2024-01-22 17:07:07

by Oleg Nesterov

[permalink] [raw]
Subject: [PATCH v2 0/2] getrusage: use sig->stats_lock

Andrew,

this series replaces

getrusage-move-thread_group_cputime_adjusted-outside-of-lock_task_sighand.patch
getrusage-use-sig-stats_lock.patch

in mm-nonmm-unstable.

The patches are same, I only tried to improve the changelogs as we discussed.

Dylan, do you have something to add?

Oleg.



2024-01-22 17:07:15

by Oleg Nesterov

[permalink] [raw]
Subject: [PATCH v2 1/2] getrusage: move thread_group_cputime_adjusted() outside of lock_task_sighand()

thread_group_cputime() does its own locking, we can safely shift
thread_group_cputime_adjusted() which does another for_each_thread loop
outside of ->siglock protected section.

This is also preparation for the next patch which changes getrusage() to
use stats_lock instead of siglock, thread_group_cputime() takes the same
lock. With the current implementation recursive read_seqbegin_or_lock()
is fine, thread_group_cputime() can't enter the slow mode if the caller
holds stats_lock, yet this looks more safe and better performance-wise.

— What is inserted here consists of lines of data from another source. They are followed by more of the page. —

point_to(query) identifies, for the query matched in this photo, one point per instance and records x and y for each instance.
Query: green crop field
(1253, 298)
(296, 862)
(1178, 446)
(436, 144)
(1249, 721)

Reported-and-tested-by: Dylan Hatch <[email protected]>
Signed-off-by: Oleg Nesterov <[email protected]>
---
kernel/sys.c | 34 +++++++++++++++++++---------------
1 file changed, 19 insertions(+), 15 deletions(-)

diff --git a/kernel/sys.c b/kernel/sys.c
index e219fcfa112d..70ad06ad852e 100644
--- a/kernel/sys.c
+++ b/kernel/sys.c
@@ -1785,17 +1785,19 @@ void getrusage(struct task_struct *p, int who, struct rusage *r)
struct task_struct *t;
unsigned long flags;
u64 tgutime, tgstime, utime, stime;
- unsigned long maxrss = 0;
+ unsigned long maxrss;
+ struct mm_struct *mm;
struct signal_struct *sig = p->signal;

- memset((char *)r, 0, sizeof (*r));
+ memset(r, 0, sizeof(*r));
utime = stime = 0;
+ maxrss = 0;

if (who == RUSAGE_THREAD) {
task_cputime_adjusted(current, &utime, &stime);
accumulate_thread_rusage(p, r);
maxrss = sig->maxrss;
- goto out;
+ goto out_thread;
}

if (!lock_task_sighand(p, &flags))
@@ -1819,9 +1821,6 @@ void getrusage(struct task_struct *p, int who, struct rusage *r)
fallthrough;

case RUSAGE_SELF:
- thread_group_cputime_adjusted(p, &tgutime, &tgstime);
- utime += tgutime;
- stime += tgstime;
r->ru_nvcsw += sig->nvcsw;
r->ru_nivcsw += sig->nivcsw;
r->ru_minflt += sig->min_flt;
@@ -1839,19 +1838,24 @@ void getrusage(struct task_struct *p, int who, struct rusage *r)
}
unlock_task_sighand(p, &flags);

-out:
- r->ru_utime = ns_to_kernel_old_timeval(utime);
- r->ru_stime = ns_to_kernel_old_timeval(stime);
+ if (who == RUSAGE_CHILDREN)
+ goto out_children;

- if (who != RUSAGE_CHILDREN) {
- struct mm_struct *mm = get_task_mm(p);
+ thread_group_cputime_adjusted(p, &tgutime, &tgstime);
+ utime += tgutime;
+ stime += tgstime;

- if (mm) {
- setmax_mm_hiwater_rss(&maxrss, mm);
- mmput(mm);
- }
+out_thread:
+ mm = get_task_mm(p);
+ if (mm) {
+ setmax_mm_hiwater_rss(&maxrss, mm);
+ mmput(mm);
}
+
+out_children:
r->ru_maxrss = maxrss * (PAGE_SIZE / 1024); /* convert pages to KBs */
+ r->ru_utime = ns_to_kernel_old_timeval(utime);
+ r->ru_stime = ns_to_kernel_old_timeval(stime);
}

SYSCALL_DEFINE2(getrusage, int, who, struct rusage __user *, ru)
--
2.25.1.362.g51ebf55


2024-01-22 17:07:57

by Oleg Nesterov

[permalink] [raw]
Subject: [PATCH v2 2/2] getrusage: use sig->stats_lock rather than lock_task_sighand()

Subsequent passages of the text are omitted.